Entering edit mode
11.3 years ago
Vladimir Chupakhin
▴
520
Hello!
I need your advice on how to annotate the protein (uniprotAC) with taxonomy lineage.
http://www.uniprot.org/uniprot/?query=$(QueryProperty)&format=tab&columns=$(columns)
where columns are
id,genes,domains,ec,database(PDB),organism,organism-id
Actually I got lost on the step to provide the correct name for taxonomy lineage column. Any suggestions?
Many thanks!
Sorry, but I don't understand what you are trying to do. Could you add an example of what your input is, and what you expect as output?

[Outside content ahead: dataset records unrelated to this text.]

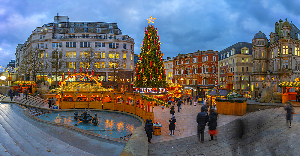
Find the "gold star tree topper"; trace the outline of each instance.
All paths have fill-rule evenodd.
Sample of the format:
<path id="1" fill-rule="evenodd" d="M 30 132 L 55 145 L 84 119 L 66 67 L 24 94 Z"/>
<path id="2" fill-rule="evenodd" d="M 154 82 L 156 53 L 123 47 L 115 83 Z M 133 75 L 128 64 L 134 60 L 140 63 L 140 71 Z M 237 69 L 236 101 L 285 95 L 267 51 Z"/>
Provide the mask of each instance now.
<path id="1" fill-rule="evenodd" d="M 156 18 L 152 18 L 152 16 L 150 16 L 150 18 L 148 19 L 146 19 L 148 20 L 148 24 L 149 24 L 150 23 L 154 23 L 154 20 L 156 19 Z"/>

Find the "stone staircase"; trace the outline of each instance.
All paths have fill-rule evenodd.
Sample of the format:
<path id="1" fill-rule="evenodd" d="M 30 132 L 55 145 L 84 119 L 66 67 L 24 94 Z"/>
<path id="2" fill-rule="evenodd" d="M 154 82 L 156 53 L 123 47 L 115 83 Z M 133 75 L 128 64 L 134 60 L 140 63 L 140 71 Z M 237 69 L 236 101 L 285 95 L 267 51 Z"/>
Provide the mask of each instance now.
<path id="1" fill-rule="evenodd" d="M 1 156 L 95 155 L 49 135 L 1 104 L 0 124 Z"/>

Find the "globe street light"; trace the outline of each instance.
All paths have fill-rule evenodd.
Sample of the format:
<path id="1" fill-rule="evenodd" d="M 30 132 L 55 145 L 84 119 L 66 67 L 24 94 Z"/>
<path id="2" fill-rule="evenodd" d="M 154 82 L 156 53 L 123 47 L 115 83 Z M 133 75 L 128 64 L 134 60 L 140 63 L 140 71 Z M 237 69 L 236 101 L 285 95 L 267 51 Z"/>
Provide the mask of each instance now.
<path id="1" fill-rule="evenodd" d="M 4 80 L 5 80 L 5 79 L 6 79 L 6 77 L 5 77 L 5 76 L 4 76 L 4 75 L 1 76 L 1 77 L 0 77 L 0 79 L 1 79 L 1 80 L 2 80 L 2 85 L 1 86 L 4 86 L 4 84 L 3 83 L 3 81 Z"/>

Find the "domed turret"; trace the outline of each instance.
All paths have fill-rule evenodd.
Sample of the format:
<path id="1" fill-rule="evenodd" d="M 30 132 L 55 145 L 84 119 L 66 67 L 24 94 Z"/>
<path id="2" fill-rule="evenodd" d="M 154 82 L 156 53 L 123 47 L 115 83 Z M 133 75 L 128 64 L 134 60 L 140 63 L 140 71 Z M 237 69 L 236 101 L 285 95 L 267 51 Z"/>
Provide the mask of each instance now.
<path id="1" fill-rule="evenodd" d="M 289 22 L 287 21 L 287 18 L 286 18 L 285 21 L 283 23 L 283 25 L 286 25 L 287 26 L 290 26 L 290 23 L 289 23 Z"/>
<path id="2" fill-rule="evenodd" d="M 264 38 L 267 39 L 267 36 L 265 35 L 265 34 L 263 33 L 262 32 L 259 31 L 258 33 L 256 33 L 254 35 L 254 37 L 253 38 L 254 39 L 256 38 Z"/>

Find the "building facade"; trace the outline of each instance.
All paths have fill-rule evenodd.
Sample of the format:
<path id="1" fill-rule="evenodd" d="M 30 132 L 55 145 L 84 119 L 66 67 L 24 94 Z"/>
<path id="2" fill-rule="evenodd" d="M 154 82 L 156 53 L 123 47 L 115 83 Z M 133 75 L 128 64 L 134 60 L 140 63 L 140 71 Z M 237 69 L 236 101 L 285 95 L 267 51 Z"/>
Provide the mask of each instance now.
<path id="1" fill-rule="evenodd" d="M 54 18 L 54 23 L 36 28 L 25 44 L 25 51 L 37 47 L 40 52 L 38 57 L 42 59 L 40 64 L 43 70 L 38 73 L 36 80 L 47 79 L 52 85 L 54 83 L 57 84 L 57 81 L 54 82 L 56 75 L 52 67 L 55 65 L 64 69 L 57 75 L 58 81 L 63 79 L 63 73 L 68 75 L 68 70 L 73 74 L 75 68 L 75 72 L 78 73 L 81 67 L 87 67 L 88 73 L 91 74 L 94 70 L 94 77 L 103 81 L 104 87 L 113 88 L 112 84 L 115 83 L 111 81 L 114 79 L 112 77 L 115 76 L 111 67 L 115 64 L 118 72 L 122 73 L 122 78 L 128 80 L 124 85 L 128 90 L 132 90 L 135 43 L 133 38 L 123 34 L 116 23 L 70 22 L 68 16 Z M 19 58 L 17 53 L 16 57 L 17 54 Z M 62 58 L 63 62 L 54 64 L 51 58 L 58 57 Z M 90 62 L 80 61 L 88 57 L 92 60 Z M 116 63 L 111 62 L 112 58 L 117 59 Z M 85 73 L 86 69 L 83 70 Z M 117 79 L 120 78 L 118 77 Z"/>
<path id="2" fill-rule="evenodd" d="M 218 52 L 178 54 L 173 60 L 174 83 L 183 84 L 185 95 L 203 96 L 214 87 L 218 79 Z"/>
<path id="3" fill-rule="evenodd" d="M 173 59 L 172 58 L 167 57 L 166 60 L 163 60 L 163 63 L 165 66 L 165 71 L 167 76 L 167 83 L 171 84 L 173 83 Z"/>
<path id="4" fill-rule="evenodd" d="M 252 40 L 252 90 L 255 97 L 262 91 L 263 81 L 274 83 L 281 92 L 277 87 L 280 82 L 300 80 L 300 30 L 286 19 L 279 20 L 275 28 L 269 43 L 261 32 Z"/>
<path id="5" fill-rule="evenodd" d="M 234 72 L 232 81 L 235 84 L 233 86 L 233 89 L 239 93 L 240 89 L 241 94 L 242 95 L 245 95 L 247 91 L 250 91 L 251 84 L 249 81 L 252 71 L 252 43 L 239 42 L 219 52 L 220 69 L 219 84 L 220 87 L 226 87 L 226 74 L 224 69 L 227 70 L 229 67 L 230 72 Z"/>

on the uniprot page there is a info: Taxonomic lineage Eukaryota › Metazoa › Chordata › Craniata › Vertebrata › Euteleostomi › Mammalia › Eutheria › Euarchontoglires › Primates › Haplorrhini › Catarrhini › Hominidae › Homo
I want to download that data...
You have to parse the xml or text file by a python or other program.
I was looking for other solutions, parsing txt/xml will take a lot of time. I am currently using only mammals list - that can help, but it need an update.
Sorry to burst your bubble, but parsing txt/xml is incredibly fast. Just use a library such as lxml or w/e. Or get it on json instead, and use a simplejson flavor.
Anyway, the easiest solution would probably be:
Get all IDs for your query using http://www.uniprot.org/uniprot/?query=$(QueryProperty)&format=tab&columns=$(columns)
Then download the respective text file: http://www.uniprot.org/uniprot/$(id).txt and extract the OC lines.
Yes, I did that way. But I was looking for "online" solution, so I can check on the flight, esp. when the UNIPROT is updated regularly...thus I need update the list, also regularly.
You might have better luck using the Uniprot API, though I've never used it, so I don't know if more options are available. If you will be doing it very often, I would drop a mail to the Uniprot helpdesk, asking for that piece of information to be added. Seeing as they release every four weeks, you might get lucky.